All three argue that this is the beginning of a wide divergence. AI is not replacing education—it’s accelerating it. Those with access will move two to four times faster. Those without will be stuck in bureaucratic slow lanes. “We’re locking kids into a system that assumes they need twelve years to reach competency,” said Diamandis. “That assumption is breaking.”

Australia presents a mixed picture. In public schools, AI remains largely absent from classrooms, with most states still formulating broad guidelines. The focus is often on regulating student use rather than exploring AI as a teaching tool. Meanwhile, some private schools—particularly in Victoria and New South Wales—have begun integrating AI platforms into their curriculum, often through third-party partnerships. These early adopters offer students tailored learning support, coding workshops, and interactive AI tutors. But across both systems, the gap is widening. “If you’re a Year 9 student at a public school without access to these tools, you’re already at a disadvantage,” said one education adviser privately. “The tech is here. What’s missing is the policy.”

Ismail pointed to a growing coalition of over 250 CEOs urging schools to make AI and computer science core graduation requirements. “Yet the policy lag is staggering. Most students are still being taught a maths curriculum that hasn’t changed in two decades.”

The economic inefficiency is just as stark. If AI can compress learning timelines, why are families still investing in twelve years of schooling followed by four years of increasingly expensive tertiary education? “Education used to be the best investment you could make,” Blundin said. “Now the returns are falling while the cost keeps rising.”

Investors and technologists Peter Diamandis, Salim Ismail and Dave Blundin

Blundin, who oversees two dozen AI-first startups, sees how fast the transition is occurring. “All of these companies are AI-native. Most of them write their code using large language models. The students we hire aren’t just learning faster—they’re building faster.”

And this acceleration is occurring in parallel to a deceleration in institutional responsiveness. “There’s a mismatch between policy and possibility,” said Diamandis. “Education policy still imagines a linear, standardised learning path. AI makes that obsolete.”

Asked what replaces the old model, none of the three argued for a wholesale dismantling of schools.
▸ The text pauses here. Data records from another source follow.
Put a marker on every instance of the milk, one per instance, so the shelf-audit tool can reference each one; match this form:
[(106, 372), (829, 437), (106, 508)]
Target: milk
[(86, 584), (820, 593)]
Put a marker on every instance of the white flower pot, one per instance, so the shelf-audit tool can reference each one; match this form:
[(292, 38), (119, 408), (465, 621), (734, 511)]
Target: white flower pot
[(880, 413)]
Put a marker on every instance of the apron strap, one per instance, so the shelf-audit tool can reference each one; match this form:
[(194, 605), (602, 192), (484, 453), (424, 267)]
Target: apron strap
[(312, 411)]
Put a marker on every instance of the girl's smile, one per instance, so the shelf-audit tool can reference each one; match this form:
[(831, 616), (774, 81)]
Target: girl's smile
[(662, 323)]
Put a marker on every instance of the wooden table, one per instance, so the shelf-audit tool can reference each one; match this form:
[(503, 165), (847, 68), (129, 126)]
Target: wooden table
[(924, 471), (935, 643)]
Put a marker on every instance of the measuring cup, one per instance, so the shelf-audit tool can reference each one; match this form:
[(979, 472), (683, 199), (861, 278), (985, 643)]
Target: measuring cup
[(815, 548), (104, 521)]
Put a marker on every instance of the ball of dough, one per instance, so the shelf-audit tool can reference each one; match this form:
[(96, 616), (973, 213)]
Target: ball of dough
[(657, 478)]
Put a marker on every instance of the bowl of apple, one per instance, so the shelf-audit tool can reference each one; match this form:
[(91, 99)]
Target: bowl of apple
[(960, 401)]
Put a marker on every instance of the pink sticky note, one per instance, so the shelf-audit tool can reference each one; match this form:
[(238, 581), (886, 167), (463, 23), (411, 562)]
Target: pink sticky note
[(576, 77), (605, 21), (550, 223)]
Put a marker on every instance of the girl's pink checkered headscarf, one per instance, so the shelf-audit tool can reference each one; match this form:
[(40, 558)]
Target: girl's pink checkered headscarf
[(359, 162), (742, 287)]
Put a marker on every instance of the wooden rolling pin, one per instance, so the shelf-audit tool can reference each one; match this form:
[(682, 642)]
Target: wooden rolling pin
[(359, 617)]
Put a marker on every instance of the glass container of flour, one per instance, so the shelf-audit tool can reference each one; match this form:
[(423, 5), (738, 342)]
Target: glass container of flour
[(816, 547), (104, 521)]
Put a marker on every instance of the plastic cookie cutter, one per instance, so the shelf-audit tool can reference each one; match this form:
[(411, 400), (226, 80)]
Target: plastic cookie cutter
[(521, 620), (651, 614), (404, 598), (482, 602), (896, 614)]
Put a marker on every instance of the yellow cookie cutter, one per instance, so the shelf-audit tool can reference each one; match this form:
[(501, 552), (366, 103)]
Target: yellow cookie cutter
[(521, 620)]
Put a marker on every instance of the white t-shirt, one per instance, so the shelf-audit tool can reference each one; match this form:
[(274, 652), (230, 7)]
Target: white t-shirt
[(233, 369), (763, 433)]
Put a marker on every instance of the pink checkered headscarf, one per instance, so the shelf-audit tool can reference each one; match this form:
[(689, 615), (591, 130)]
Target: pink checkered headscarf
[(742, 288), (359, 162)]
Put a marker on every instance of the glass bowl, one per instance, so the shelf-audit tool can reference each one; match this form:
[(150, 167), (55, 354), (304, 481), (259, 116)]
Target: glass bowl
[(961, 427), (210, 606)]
But they agreed that the future lies in flexible, AI-supported, project-based learning with credentials tied to competence, not calendar time.

“You can’t hold kids back for tradition’s sake,” Ismail said. “That’s not education. That’s inertia.”

He also dismissed fears that AI will erode fundamental skills. “This is the calculator argument all over again. We didn’t stop teaching maths because calculators existed. We taught students how to use them intelligently. That’s where we need to go.”

The bigger concern, they argue, is access. AI-enabled learning tools are proliferating, but not evenly. “Education may once have levelled the playing field,” said Diamandis. “Now, ironically, it may be the wedge. Students with access to AI will break ahead. Everyone else risks falling behind.”

The commentary came during a wide-ranging conversation among the three entrepreneurs, recorded on the Moonshots podcast, where they discuss AI, exponential technologies, and the future of global systems.